Fortunately, the petit fours that our lovely waitress offered after the meal redeemed the previous portion of the dessert. They came from this impressive jewellery box-like mini chest of drawers, each drawer with a different morsel - of course I had to ask for at least two of everything..! On the plate below: raspberry cookie, chocolate cookie, sesame biscotti, yuzu marshmallow, milk chocolate, dark chocolate, candied orange zest and chocolate-coated orange zest - yum!


The staff here seem mainly Korean and Filipino, with a only a few locals and Japanese as far as I could tell. I did find the Filipina who came by to refill our teacups every now and then easier to understand than the Korean waitress who was our main server for the evening, but I must say that the service was always polite and friendly all-round.
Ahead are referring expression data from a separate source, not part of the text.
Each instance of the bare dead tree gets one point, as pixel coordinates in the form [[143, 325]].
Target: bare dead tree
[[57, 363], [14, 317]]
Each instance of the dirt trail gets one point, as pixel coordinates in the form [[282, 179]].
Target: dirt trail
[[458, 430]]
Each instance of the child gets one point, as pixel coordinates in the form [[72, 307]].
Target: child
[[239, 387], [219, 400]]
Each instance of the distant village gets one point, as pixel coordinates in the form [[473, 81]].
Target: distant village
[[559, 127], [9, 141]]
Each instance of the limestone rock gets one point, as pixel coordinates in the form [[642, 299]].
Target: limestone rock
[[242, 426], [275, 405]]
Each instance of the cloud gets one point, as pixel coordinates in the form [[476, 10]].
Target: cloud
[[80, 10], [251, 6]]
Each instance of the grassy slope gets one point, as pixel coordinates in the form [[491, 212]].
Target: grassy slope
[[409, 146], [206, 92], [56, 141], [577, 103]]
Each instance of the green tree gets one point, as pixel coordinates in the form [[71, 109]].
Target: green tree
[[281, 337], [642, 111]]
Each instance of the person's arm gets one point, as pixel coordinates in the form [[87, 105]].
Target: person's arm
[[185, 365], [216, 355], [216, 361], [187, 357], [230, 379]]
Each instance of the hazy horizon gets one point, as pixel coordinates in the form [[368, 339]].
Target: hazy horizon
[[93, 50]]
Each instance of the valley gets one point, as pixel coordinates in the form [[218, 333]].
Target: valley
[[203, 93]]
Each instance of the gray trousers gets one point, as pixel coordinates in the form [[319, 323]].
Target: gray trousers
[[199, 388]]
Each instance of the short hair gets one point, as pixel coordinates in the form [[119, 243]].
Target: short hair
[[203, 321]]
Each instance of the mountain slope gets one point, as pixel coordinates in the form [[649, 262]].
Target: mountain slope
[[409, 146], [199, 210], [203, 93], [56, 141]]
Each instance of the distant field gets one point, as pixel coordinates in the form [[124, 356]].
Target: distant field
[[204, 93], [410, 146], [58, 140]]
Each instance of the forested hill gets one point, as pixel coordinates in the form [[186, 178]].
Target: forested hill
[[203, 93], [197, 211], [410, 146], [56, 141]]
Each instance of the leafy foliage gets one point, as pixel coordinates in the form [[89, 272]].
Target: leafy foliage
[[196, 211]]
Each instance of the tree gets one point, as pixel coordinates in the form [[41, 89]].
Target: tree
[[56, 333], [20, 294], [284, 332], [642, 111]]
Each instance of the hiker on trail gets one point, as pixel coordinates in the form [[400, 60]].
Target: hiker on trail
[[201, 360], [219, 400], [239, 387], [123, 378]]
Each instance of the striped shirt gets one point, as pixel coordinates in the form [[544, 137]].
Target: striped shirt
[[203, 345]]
I definitely felt that that the progression of courses could have been better paced on the kitchen's part; some dishes arrived immediately after we had finished (or even while we were still finishing!) the preceding course. The last thing you want in a fine meal is to feel rushed through it; we had started at a very reasonable hour, well far from the restaurant's closing time, I should add.

All in all this dinner still hasn't quite changed my mind about paying full price for premium Japanese food in Singapore, but for half the cost it is as good a deal as any lover of fine Japanese cuisine, not based in Japan, could hope for - despite the few misses in execution this evening, I definitely see us returning for the occasional indulgence from now on.